BP plc (ADR) (NYSE:BP) has had a nice rally of late. Buoyed by rising Brent crude prices, the BP stock price has risen 20% just since mid-August, reaching a two-year high in the process.
But in a way, that run actually has confirmed my skepticism toward the stock, which I detailed back in February. Investors bearish on oil obviously would look elsewhere. Those bullish on oil, however, simply had much better plays.
That’s been the case as Brent has cleared the $60 level. Statoil ASA(ADR) (NYSE:STO) and Royal Dutch Shell plc (ADR) (NYSE:RDS.A,RDS.B) have provided similar returns over the past two months and far better performance year-to-date. Ecopetrol SA (ADR) (NYSE:EC) has gained 26% just in the last month, and once-struggling Petroleo Brasileiro SA Petrobras (ADR) (NYSE:PBR) has outperformed BP stock as well.
BP does offer an attractive dividend, which yields 5.9% even after the current gains. But it still has Deepwater Horizon liabilities left, and still has a higher breakeven point, and thus more risk, than most of its large-cap peers.
And there’s still the internal hedge between the company’s upstream exploration efforts and its downstream retail and chemical businesses. It’s a similar profile to Exxon Mobil Corporation (NYSE:XOM), and it creates the same problem for BP stock. Income investors might like BP (though XOM’s 3.7% yield looks much safer). But energy bulls have much better options.
BP Stock Isn’t a Bad Buy…
Without question, there are worse stocks in the market than BP. And BP has had an impressive year so far, including a strong Q3 earnings report. Coming out of the Q1 earnings report just six months ago, BP was guiding for breakeven free cash flow at $60 Brent. That figure already has come down to $49 – while Brent has risen to $63.
The company also announced its intent to start repurchasing shares on the Q3 call. As InvestorPlace contributor Bret Kenwell pointed out, the dividend itself had been in question ahead of the report. BP even moved to an optional ‘scrip’ dividend paid in shares of BP stock to ease some of the cash required for the payout. The move to buy back stock suggests management is much more confident in the dividend’s sustainability.
Meanwhile, Deepwater Horizon liabilities are trending down from a guided $5.5 billion in 2017 to just $2 billion in 2018 and $1 billion a year after that. That frees up more of the free cash flow generated by BP for shareholder returns and for development of new plays, including the major Khazzan gas field in Oman.
And, of course, the recent strength in Brent crude, in particular, bodes well. With the BP stock price trading at 17.5x 2018 EPS estimates, a substantial discount to US-based peers like XOM and Chevron Corporation (NYSE:CVX), there is a bull case to be made for BP stock.
…But Others Are Better
All that said, I’m still not sure BP is a great play on oil prices or necessarily a safe income stock.

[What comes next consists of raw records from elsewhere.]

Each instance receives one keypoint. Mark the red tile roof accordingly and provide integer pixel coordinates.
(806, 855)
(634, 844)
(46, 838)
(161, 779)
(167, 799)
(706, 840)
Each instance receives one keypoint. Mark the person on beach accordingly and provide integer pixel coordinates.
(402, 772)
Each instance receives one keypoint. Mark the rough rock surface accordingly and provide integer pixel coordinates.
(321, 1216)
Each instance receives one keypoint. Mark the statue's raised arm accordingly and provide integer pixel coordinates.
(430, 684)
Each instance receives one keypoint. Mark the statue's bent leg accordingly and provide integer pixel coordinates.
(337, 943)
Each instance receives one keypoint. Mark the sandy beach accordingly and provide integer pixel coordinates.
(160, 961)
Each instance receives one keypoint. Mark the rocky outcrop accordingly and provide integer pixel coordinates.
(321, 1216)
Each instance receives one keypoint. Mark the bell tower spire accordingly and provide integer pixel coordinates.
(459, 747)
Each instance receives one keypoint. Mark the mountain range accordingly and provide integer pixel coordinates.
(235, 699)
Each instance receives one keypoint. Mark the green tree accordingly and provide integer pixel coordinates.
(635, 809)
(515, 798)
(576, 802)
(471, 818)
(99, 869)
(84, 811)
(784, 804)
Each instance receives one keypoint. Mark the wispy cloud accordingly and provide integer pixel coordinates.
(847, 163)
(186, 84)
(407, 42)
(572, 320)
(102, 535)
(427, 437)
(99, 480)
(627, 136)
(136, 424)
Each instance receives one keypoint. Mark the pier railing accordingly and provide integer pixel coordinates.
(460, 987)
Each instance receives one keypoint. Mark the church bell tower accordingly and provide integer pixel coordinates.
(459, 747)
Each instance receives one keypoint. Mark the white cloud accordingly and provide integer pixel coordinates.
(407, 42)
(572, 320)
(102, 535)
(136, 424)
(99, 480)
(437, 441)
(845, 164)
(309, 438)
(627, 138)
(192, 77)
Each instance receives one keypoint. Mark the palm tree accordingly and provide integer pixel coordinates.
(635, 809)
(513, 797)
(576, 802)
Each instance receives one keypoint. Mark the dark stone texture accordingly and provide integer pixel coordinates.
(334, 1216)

The gains since August are nice, but investors actually could have purchased Brent though an ETF like United States Brent Oil Fund LP (NYSEARCA:BNO) and done better. BNO is up 25%+ since mid-August.
The Deepwater Horizon liabilities are receding but still total billions going forward. As for the share buyback, the news isn’t quite what headlines suggest. BP’s repurchase program is intended only to offset the dilution from the scrip dividend. Essentially, the company is committing to funding the dividend in full in a roundabout way. The cash that would have gone to the 20% of investors (per the Q3 conference call) who are choosing the scrip dividend instead will go to buy back those issued shares in the open market. BP’s buyback isn’t reducing the float or helping EPS growth.
I still think the bull case for BP simply is too narrow. The dividend is safer than thought, but not necessarily safe, particularly if Brent pulls back. Further gains in Brent prices will help BP stock. But they will boost other stocks more, as seen so far this year. XOM stock offers the same upstream/downstream diversification without the Deepwater Horizon headache and with much less of the in-country risk BP is taking in markets like Egypt, Oman, and Russia.
Again, BP isn’t a bad stock, and the BP stock price is reasonable. But whatever investors are looking for, I still believe they can get more of it elsewhere.
As of this writing, Vince Martin has no positions in any securities mentioned.